Zwischen September 2003 und Juli 2004 wurde Seoul von einer beispiellosen Mordserie erschüttert. Innerhalb von neun Monaten brachte der ehemalige Häftling Yoo Young-cheol 21 Menschen - vornehmlich Prostituierte und Senioren - um, zerstückelte die Leichen und verspeiste Teile von diesen. Dieser erschütternde Fall dient nun lose als Grundlage für Na Hong-jins Regiedebüt „The Chaser“ - was dem Zuschauer aber dankenswerterweise nicht direkt mit einer „Basierend auf einer wahren Begebenheit“-Texttafel unter die Nase gerieben wird. Der ungewöhnliche Thriller, der dieses Jahr auch als Abschlussfilm auf dem Fantasy Filmfest zu sehen war, steht dabei ganz in der Tradition solch unbequemer südkoreanischer Filme wie Oldboy oder Memories Of Murder.
Der misanthropische Ex-Cop Joong-ho (Kim Yun-seok), der nach einer Korruptionsaffäre vom Dienst suspendiert wurde, verdient sein Geld inzwischen als Zuhälter. Als nach und nach seine Callgirls verschwinden, vermutet er erst, dass diese sich einfach aus dem Staub gemacht haben. Dann jedoch fällt ihm ein Muster auf: Bei jedem Mädchen ist die gleiche Telefonnummer als letzter Kunde eingetragen. Da seine ehemaligen Kollegen bei der Polizei der Spur nicht nachgehen wollen, stellt Juong-ho auf eigene Faust Ermittlungen an. Doch die Zeit drängt, denn auch sein letztes noch verbleibendes Callgirl, die junge, alleinerziehende Mutter Mi-jin (Seo Yeong-hie), ist inzwischen in die Fänge des Killers (Ha Jung-woo) geraten…
Auch wenn diese Inhaltsangabe nur die erste Viertelstunde der etwas mehr als zwei Stunden Spielzeit umschreibt, wäre es fatal, mehr zu verraten, denn „The Chaser“ lebt in erster Linie von dem Spiel mit den Konventionen des Serienmördergenres. Am deutlichsten zeigt sich das bei der Figur des Killers. Endlich ist dieser einmal kein krankes Genie, der seine Verfolger gegeneinander ausspielt, kein Moralist, der mit seinen Taten die Gesellschaft wachrütteln, kein hochgebildeter Intellektueller, der sich seine eigene Überlegenheit beweisen will. Ganz im Gegenteil: Der von Ha Jung-woo wundervoll zurückhaltend gespielte Young-min ist einfach eine gestörte, von krankhaften Tötungsdrang besessene Seele, die ohne großen Plan vorgeht und der dabei auch einige Fehler unterlaufen. Der Film nimmt sich dabei viel Zeit für die Charakterisierung der beiden Protagonisten. So ist neben dem Killer auch der Zuhälter Joang-ho eine spannende Figur, bei der die Ereignisse der Nacht (die gesamte Filmhandlung umspannt nur knappe 24 Stunden) eine interessante Wandlung in Gang setzen. Zunächst ein menschenverachtendes Ekel, das sich lediglich um sein Geld Sorgen macht, beginnt er erst nach einer Begegnung mit Mi-jins kleiner Tochter, den Ernst der Lage zu durchschauen und sich echte Sorgen um sein Mädchen zu machen.

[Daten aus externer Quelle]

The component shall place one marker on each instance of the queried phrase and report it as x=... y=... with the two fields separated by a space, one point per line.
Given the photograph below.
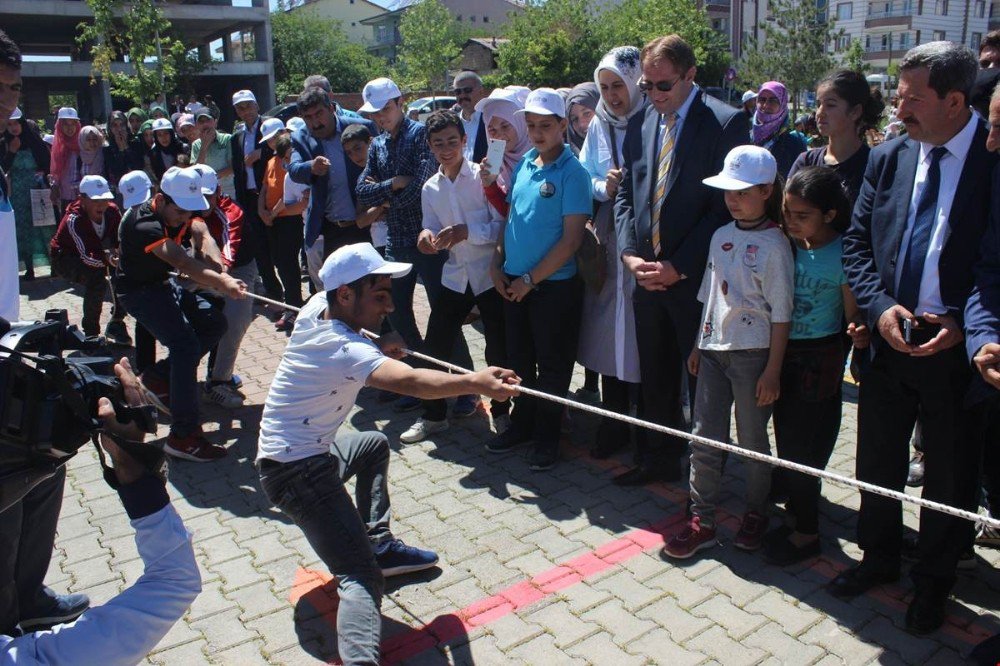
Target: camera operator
x=84 y=246
x=127 y=627
x=183 y=321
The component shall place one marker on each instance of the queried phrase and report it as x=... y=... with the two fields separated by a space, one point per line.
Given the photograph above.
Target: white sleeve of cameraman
x=127 y=627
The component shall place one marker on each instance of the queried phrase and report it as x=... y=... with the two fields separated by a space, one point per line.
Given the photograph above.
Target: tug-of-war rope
x=978 y=519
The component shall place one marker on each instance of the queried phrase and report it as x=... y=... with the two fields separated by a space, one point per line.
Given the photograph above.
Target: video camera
x=48 y=404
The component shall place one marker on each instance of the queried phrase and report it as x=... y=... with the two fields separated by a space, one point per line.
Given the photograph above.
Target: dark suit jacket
x=692 y=211
x=305 y=148
x=872 y=243
x=239 y=169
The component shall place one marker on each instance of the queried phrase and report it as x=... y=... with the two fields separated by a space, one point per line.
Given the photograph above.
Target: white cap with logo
x=377 y=94
x=184 y=187
x=544 y=102
x=95 y=187
x=241 y=96
x=353 y=262
x=136 y=188
x=269 y=128
x=209 y=178
x=744 y=167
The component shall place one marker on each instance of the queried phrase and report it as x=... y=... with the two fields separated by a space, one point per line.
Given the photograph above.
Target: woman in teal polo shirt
x=535 y=272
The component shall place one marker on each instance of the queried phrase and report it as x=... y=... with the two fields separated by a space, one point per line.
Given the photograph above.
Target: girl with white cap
x=607 y=329
x=747 y=292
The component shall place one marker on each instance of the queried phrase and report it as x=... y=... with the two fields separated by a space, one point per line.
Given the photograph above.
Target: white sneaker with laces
x=423 y=429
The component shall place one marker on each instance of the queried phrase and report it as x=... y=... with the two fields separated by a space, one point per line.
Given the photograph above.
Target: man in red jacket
x=84 y=247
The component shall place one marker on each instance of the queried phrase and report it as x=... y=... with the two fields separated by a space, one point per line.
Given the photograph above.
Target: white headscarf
x=624 y=61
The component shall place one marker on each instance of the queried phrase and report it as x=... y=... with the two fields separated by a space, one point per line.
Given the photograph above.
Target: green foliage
x=552 y=43
x=854 y=58
x=795 y=49
x=431 y=40
x=140 y=34
x=306 y=44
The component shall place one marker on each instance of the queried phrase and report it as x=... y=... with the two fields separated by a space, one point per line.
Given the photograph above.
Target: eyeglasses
x=662 y=86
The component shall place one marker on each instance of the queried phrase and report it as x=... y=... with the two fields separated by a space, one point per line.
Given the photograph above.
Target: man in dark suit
x=318 y=160
x=908 y=256
x=249 y=162
x=665 y=218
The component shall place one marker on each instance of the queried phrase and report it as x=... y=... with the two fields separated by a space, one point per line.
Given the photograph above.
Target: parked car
x=425 y=106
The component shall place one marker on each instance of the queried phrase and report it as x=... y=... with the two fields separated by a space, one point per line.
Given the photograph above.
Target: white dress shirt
x=463 y=201
x=952 y=164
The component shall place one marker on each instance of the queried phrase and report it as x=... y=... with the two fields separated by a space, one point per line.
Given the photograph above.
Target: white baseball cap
x=269 y=128
x=377 y=94
x=184 y=187
x=136 y=188
x=209 y=179
x=241 y=96
x=353 y=262
x=544 y=102
x=95 y=187
x=745 y=166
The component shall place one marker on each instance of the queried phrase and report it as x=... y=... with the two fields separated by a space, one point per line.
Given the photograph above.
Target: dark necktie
x=920 y=237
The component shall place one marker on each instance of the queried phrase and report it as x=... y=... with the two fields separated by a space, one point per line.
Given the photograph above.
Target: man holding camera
x=127 y=627
x=183 y=321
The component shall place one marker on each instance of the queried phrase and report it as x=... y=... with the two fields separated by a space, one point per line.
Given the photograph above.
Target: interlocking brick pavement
x=559 y=567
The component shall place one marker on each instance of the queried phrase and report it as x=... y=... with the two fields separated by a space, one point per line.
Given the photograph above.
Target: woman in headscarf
x=503 y=124
x=580 y=105
x=607 y=334
x=771 y=128
x=25 y=159
x=65 y=166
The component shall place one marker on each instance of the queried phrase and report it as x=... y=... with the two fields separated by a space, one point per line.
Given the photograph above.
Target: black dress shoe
x=925 y=614
x=862 y=578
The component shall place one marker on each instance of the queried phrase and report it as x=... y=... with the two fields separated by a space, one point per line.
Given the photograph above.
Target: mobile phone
x=494 y=155
x=907 y=331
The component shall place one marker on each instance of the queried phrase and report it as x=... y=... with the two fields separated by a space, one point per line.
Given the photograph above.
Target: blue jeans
x=188 y=326
x=311 y=492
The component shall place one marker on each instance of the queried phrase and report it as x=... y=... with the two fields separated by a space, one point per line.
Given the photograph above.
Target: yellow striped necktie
x=666 y=156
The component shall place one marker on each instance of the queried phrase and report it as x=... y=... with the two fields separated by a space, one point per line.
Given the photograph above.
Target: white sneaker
x=224 y=395
x=501 y=424
x=422 y=429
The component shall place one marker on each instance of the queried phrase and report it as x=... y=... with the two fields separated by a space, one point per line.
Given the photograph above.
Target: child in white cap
x=747 y=292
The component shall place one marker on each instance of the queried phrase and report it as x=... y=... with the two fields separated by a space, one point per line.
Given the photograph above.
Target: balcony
x=894 y=16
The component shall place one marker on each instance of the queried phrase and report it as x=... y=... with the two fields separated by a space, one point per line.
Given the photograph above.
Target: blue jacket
x=305 y=148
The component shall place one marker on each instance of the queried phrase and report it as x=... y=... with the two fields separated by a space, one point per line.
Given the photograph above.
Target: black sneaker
x=506 y=441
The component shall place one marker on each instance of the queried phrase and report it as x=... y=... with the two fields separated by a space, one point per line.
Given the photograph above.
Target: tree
x=637 y=22
x=552 y=43
x=141 y=35
x=795 y=49
x=430 y=41
x=854 y=58
x=306 y=44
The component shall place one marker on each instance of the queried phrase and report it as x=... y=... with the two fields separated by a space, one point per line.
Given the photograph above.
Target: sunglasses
x=662 y=86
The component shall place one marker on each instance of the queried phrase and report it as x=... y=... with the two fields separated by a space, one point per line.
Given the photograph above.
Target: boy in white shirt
x=458 y=217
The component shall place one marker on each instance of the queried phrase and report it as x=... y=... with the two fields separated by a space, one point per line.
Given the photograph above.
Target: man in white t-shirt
x=303 y=460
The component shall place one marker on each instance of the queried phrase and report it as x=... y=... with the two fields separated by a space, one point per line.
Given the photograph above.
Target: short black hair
x=442 y=120
x=355 y=132
x=10 y=53
x=311 y=97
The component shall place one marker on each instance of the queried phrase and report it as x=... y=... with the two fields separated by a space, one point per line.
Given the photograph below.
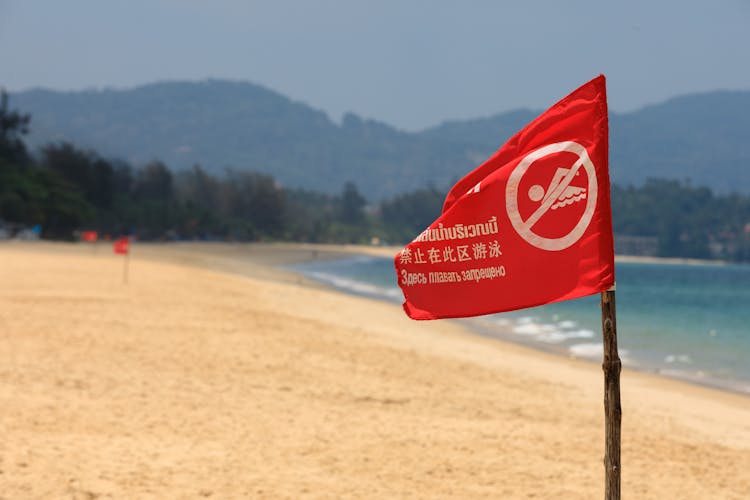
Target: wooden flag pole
x=125 y=268
x=612 y=411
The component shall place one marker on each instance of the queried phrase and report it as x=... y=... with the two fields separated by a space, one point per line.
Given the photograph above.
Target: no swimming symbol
x=559 y=194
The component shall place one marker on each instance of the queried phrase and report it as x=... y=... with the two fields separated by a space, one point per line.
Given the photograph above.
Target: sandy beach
x=213 y=374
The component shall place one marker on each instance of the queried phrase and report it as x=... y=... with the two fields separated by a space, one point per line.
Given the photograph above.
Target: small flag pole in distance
x=532 y=225
x=125 y=269
x=122 y=246
x=611 y=365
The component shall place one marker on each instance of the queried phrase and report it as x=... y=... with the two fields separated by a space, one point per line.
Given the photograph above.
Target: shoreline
x=211 y=373
x=477 y=326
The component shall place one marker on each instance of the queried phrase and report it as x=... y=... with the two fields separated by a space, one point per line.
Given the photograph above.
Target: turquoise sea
x=686 y=321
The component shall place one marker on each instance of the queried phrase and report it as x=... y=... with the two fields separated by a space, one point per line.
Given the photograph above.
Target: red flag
x=529 y=226
x=121 y=245
x=90 y=236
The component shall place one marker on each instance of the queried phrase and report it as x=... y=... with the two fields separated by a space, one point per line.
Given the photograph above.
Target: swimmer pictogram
x=558 y=195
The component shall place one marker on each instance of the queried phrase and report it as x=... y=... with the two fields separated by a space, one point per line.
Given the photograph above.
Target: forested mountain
x=219 y=124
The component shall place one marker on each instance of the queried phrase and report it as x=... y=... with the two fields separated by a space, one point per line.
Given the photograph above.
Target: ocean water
x=686 y=321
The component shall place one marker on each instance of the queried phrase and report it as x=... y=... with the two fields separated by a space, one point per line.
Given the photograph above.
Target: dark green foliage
x=687 y=221
x=69 y=189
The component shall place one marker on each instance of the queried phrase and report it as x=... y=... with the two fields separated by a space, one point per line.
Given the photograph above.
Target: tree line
x=64 y=189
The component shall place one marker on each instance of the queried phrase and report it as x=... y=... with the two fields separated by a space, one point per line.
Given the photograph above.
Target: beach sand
x=212 y=374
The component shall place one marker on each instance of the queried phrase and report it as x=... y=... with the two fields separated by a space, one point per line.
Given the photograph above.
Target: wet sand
x=214 y=374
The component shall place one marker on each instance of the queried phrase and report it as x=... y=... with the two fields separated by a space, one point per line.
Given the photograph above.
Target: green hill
x=220 y=124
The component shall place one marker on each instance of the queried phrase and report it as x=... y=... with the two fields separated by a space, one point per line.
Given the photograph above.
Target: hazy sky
x=409 y=63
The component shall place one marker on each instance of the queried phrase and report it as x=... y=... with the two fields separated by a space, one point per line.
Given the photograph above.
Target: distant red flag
x=90 y=236
x=529 y=226
x=121 y=245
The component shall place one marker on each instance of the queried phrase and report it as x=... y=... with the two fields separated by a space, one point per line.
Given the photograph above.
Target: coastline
x=211 y=375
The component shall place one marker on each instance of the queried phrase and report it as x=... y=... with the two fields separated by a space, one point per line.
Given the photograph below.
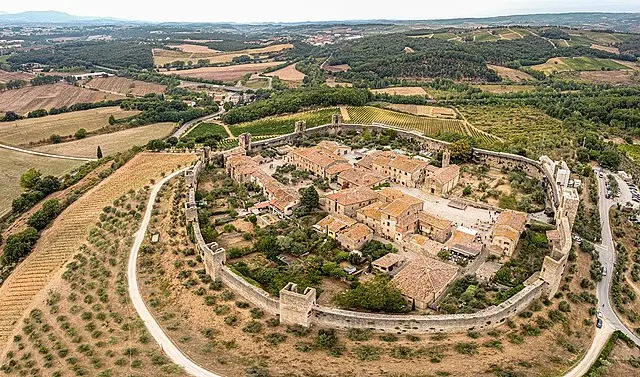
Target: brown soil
x=48 y=96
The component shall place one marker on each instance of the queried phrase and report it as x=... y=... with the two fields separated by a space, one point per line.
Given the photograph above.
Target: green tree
x=461 y=150
x=30 y=178
x=309 y=197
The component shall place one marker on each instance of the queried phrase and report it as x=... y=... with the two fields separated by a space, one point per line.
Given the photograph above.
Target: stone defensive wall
x=300 y=308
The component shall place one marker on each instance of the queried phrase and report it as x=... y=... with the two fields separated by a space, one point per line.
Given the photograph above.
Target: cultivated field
x=228 y=74
x=401 y=91
x=422 y=110
x=491 y=88
x=429 y=126
x=510 y=73
x=14 y=164
x=27 y=284
x=26 y=131
x=49 y=96
x=124 y=86
x=279 y=125
x=554 y=65
x=6 y=76
x=110 y=143
x=289 y=74
x=521 y=127
x=162 y=57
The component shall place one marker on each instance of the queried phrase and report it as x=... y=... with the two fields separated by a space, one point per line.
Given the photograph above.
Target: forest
x=113 y=54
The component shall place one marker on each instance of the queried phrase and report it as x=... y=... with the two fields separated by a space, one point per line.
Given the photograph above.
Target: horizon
x=284 y=11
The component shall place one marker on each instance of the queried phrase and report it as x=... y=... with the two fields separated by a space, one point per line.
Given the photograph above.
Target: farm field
x=26 y=131
x=6 y=76
x=124 y=86
x=510 y=73
x=228 y=74
x=492 y=88
x=289 y=74
x=423 y=110
x=115 y=142
x=401 y=91
x=206 y=129
x=162 y=57
x=280 y=125
x=14 y=164
x=554 y=65
x=429 y=126
x=523 y=128
x=70 y=230
x=48 y=96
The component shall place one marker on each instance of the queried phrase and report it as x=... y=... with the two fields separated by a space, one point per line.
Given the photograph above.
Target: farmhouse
x=347 y=202
x=423 y=280
x=506 y=232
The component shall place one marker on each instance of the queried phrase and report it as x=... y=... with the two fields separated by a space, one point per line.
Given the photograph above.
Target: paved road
x=607 y=258
x=41 y=154
x=169 y=348
x=187 y=126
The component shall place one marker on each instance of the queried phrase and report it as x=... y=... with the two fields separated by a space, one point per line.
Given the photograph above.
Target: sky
x=305 y=10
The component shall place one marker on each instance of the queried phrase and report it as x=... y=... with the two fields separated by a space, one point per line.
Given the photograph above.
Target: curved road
x=41 y=154
x=169 y=348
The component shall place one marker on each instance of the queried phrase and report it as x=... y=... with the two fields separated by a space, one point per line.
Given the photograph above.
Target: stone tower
x=301 y=126
x=295 y=308
x=244 y=140
x=446 y=158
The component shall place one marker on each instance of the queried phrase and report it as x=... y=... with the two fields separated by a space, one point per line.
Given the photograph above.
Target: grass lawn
x=110 y=143
x=14 y=164
x=206 y=129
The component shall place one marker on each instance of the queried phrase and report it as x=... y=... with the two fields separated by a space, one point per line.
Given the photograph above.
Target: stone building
x=423 y=280
x=347 y=202
x=506 y=232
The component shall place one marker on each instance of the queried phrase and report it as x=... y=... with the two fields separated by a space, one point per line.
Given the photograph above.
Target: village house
x=347 y=202
x=388 y=263
x=423 y=280
x=506 y=232
x=353 y=178
x=355 y=236
x=318 y=160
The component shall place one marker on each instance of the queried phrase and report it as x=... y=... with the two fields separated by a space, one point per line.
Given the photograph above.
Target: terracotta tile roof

Die Erwartungen des Zuschauers werden gleich mehrfach ad absurdum geführt. Vor allem die schnelle Enttarnung und Festnahme des Killers überrascht, bildet aber eben erst den Auftakt für die folgende Odyssee. Regisseur Na Hong-jin nutzt die Situation, ähnlich wie Kollege Bong Joon-ho im ebenfalls auf einer wahren Begebenheit basierenden „Memories Of Murder“, für umfassende Kritik an der als komplett unfähig dargestellten Polizei – auch im Fall Yoo Young-cheol wurde eine Anklage wegen Verfahrensmängeln fallengelassen. Neben den individuellen Fehlern aller Beteiligten weiß der schnell geständige Killer Young-min offenbar noch einen weiteren Helfer an seiner Seite: den Zufall. Dieser sorgt für eine schockierende, den hochspannenden Schlussakt einläutende Wendung. In einem auf Spannung ausgelegten Thriller – und diese Szene treibt einem wahrlich den Puls in die Höhe! – ist das Zurückgreifen auf den Zufall aber durchaus legitim, sagte doch bereits Suspense-Großmeister Alfred Hitchcock: „Von einem Mann, der Geschichten erzählt, zu verlangen, dass er der Wahrscheinlichkeit Rechnung trägt, das ist ebenso lächerlich, wie von einem gegenständlichen Maler zu verlangen, dass er die Dinge ganz genau abbildet. [...] Die Wahrscheinlichkeit interessiert mich nicht!“ [1]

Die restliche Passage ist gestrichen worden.